Parenting Week 153: sleep, Christmas, and biology

Instincts are strange things. I had forgotten how much the simple crying of a baby can snatch me out of the deepest sleep with the part of my brain stem where ancient instincts take root demanding that I leap up and attack the intruding sabretooth tiger with a rock or pointy stick. Failing to find a sabretooth tiger after several moments of groggy searching, I usually lower my alarm clock and wander into the baby’s room to see what all the fuss is about. It’s usually gas, which is actually harder to deal with.

Geralyn forgoes the tiger thing, but she sometimes reacts before the baby makes a peep. We’ll be sitting watching TV and Ger will suddenly straighten up and cross her arms over her chest, palms to shoulders. “There they go,” she’ll say. “Baby’s gonna wake up in three… two… one…” And she does, thanks to some weird but deep-seated cycle synchronization between mother and baby. You other moms out there know what I’m talking about.

Besides the crying and the late-night burping and the clockwork lactation, the other big news this week was that it was Christmas last Monday. As predicted, Samantha made out like a incontinent bandit, scoring tons of loot from me and Ger, my mom, my sister and brother in-law, and Ger’s parents. The biggest hit was one of those big plastic kitchen sets with a whole store’s worth of accompanying plastic food, dishes, cups, pans, pots, and appliances. We whittled away a whole hour the other day with me just flipping through “Rachel Ray’s 30 Minute Meals” and telling Sam what ingredients he’d need for “Chicken Salad with Figs and Proscutio” or “Turkey Loco Burgers with Chunky Guacamole.” She’d run to her kitchen, find plastic replicas of the ingredients I read to her (or a reasonable substitute, like banana for fresh oregano) and cram them into one of her little aluminum pots. Then she’d run over and dish out a plateful for me and yell “EAT IT! EAT IT” for a couple of seconds before snatching it away and babbling something about leftovers and the refrigerator. Repeat.

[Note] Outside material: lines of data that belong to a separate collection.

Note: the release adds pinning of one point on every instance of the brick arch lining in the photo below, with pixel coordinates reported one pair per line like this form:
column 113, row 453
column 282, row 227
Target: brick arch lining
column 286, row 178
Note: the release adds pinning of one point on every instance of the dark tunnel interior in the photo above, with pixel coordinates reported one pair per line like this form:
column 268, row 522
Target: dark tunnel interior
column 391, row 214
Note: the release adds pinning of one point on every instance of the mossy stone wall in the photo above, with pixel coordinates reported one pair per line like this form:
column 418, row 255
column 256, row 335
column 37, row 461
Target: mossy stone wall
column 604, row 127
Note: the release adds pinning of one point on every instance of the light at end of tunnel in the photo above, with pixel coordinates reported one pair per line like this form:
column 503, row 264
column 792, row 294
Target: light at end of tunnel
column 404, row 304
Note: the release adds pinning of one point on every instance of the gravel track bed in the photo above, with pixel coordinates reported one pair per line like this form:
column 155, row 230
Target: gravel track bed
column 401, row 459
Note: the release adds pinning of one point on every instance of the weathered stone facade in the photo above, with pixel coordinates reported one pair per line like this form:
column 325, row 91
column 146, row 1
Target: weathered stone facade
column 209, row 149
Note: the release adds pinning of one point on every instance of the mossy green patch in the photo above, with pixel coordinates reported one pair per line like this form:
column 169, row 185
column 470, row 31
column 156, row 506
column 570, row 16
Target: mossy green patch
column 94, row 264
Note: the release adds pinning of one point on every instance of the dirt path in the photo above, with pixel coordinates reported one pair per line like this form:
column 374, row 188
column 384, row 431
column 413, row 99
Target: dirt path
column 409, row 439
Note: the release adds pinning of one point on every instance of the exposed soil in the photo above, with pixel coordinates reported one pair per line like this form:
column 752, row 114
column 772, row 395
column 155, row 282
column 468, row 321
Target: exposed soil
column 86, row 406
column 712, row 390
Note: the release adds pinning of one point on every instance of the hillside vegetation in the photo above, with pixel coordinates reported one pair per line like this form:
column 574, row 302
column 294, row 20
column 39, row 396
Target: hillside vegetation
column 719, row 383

On the opposite end of the gender stereotype spectrum, Sam also loved her Lightning McQueen and Mater cars, which she delighted in repeatedly ramming into each other, the wall, and plates full of “Moo Shu Pork Pockets with Jasmine Rice Sundaes.” Tying for third place are her wooden train set and a bright pink electric keyboard with a voice synthesizer that she loves to sing into. I’ve already succeeded once in getting her to take the latter and jam out with me while I play Guitar Hero.

Sam also continues to take to Mandy, pretty much constantly wanting to give her kisses and running over to her when she cries to say “It’s okay. Don’t cry.” Which, you know, doesn’t really work. But it’s a nice sentiment. Sam is also fascinated by the entire nursing process –which does work– and wants to get up close and personal every time her little sister has a snack. This has led to some very basic biology lessons and conversations like this one:

“Babies drink boobie milk!”

“Yes. Or milk from a bottle, but Mandy drinks …um, boobie milk. As you say.”

“Do you have a boobie, Daddy?”

“Er, no.”

“If I had a boobie, I could feed the baby.”

“Okaaaay. That’s true, but that would be really weird.”

“Yeah, that would be weird.”

Generally, Mandy is doing great. She’s not quite sleeping through the night, but usually she just wakes up a couple of times in the wee hours to feed. We can can get anywhere from six to eight hours in, which is way more than we dared hope for and a lot more than we got in the first few weeks of life with Sam. Mandy hardly ever cries except when hungry, which again stands in stark contrast to Sam, who pretty much constantly wanted to be held or soothed.

It’s nice, but I think Ger is still apprehensive about when I go back to work in the next few days. We started off having my family in the house for Christmas right after we got home from the hospital, then having me home from work, and when I go she’ll be outnumbered. I’m just afraid that when I come home from work one night it’s going to be like the ending of Lord of the Flies. Wish us luck.